Siri Hustvedt’s new novel, “The Blazing World” (Simon & Schuster, 320 pages, $26), borrows its title from the 1666 novel by Margaret Cavendish, Duchess of Newcastle, an imaginative and brilliant woman who was constrained by her society’s attitudes toward female intellectuals.
It is also the name that Hustvedt’s main character, artist Harriet Burden — likewise constrained by the norms of the contemporary art world — gives to the last project she creates: a “house-woman” filled with multitudes of meticulously created tiny figures.
The book is framed as a posthumous investigation sparked by controversy over Burden’s claims to several exhibitions presented under the names of other artists. It opens with a letter from the editor, the fictional conductor of interviews, solicitor of statements and compiler of Burden’s notes. The story is woven from the statements of her daughter, son, lover, collaborator and workshop assistant, as well as the critics who accused her of lying about the whole thing.
The pages are full of quotations and citations, links to fictional art reviews and actual articles from scholarly journals of neurobiology, contemplations of art and psychology, identity and memory. Footnotes explain many of the more obscure references, usually from Harriet’s journals, which jump centuries and subjects.
With frequent reference to the work of Kierkegaard, the existentialist philosopher, Harriet’s journals record her preoccupation with seeing and perception, the nature of the self and the multitudes contained therein.

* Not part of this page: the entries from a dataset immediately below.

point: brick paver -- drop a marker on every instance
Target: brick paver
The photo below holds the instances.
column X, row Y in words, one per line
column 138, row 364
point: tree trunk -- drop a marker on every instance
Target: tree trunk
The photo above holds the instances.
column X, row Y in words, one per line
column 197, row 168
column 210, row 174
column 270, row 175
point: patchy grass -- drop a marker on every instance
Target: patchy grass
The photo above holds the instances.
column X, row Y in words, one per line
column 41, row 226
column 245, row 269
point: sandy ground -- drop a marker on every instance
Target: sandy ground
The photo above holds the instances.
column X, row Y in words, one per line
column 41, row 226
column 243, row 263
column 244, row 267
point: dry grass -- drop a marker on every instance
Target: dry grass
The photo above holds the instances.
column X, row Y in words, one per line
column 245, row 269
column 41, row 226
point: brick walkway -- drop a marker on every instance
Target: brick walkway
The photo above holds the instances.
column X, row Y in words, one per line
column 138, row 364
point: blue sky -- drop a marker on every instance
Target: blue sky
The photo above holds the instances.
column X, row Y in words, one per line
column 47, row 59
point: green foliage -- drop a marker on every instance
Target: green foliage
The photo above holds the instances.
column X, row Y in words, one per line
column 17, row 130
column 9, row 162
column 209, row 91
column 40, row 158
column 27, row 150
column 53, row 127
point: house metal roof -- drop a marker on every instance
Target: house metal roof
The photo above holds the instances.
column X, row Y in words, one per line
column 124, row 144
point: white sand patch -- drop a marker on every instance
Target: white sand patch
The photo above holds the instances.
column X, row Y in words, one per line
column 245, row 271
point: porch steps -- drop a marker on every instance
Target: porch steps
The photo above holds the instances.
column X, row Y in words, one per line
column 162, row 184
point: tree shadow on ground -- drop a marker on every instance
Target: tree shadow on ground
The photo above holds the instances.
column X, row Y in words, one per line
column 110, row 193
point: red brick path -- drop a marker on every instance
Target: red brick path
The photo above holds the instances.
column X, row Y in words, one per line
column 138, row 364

Her pseudonyms become embodiments of the many pieces of her personality, in some sense the people she was not allowed to be, constrained by her roles as daughter and wife and woman in the art world.
The “masks,” as she refers to them, are the men she uses to present her work, pieces of her grand experiment and a joke on the art world. The exhibitions and their reception are all part of a project she titles Maskings, meant to illuminate the way identity shapes a work of art and its reception.
Using male artists to act as fronts turns out to be the least predictable part of Burden’s plan, the risk she runs attempting to use another person as a hollow shell, a mask, when everyone has his or her own agenda.
Even in the minds of those willing to grant her authorship of the first two exhibitions, doubts linger about her role in the third, presented by a celebrated young artist named Rune. The big mystery is what happened with this last mask, with the games Burden played with Rune, both of them deceased and unavailable for questioning.
Emily Walz is a freelance writer from southwest Minnesota currently living in Nanjing, China.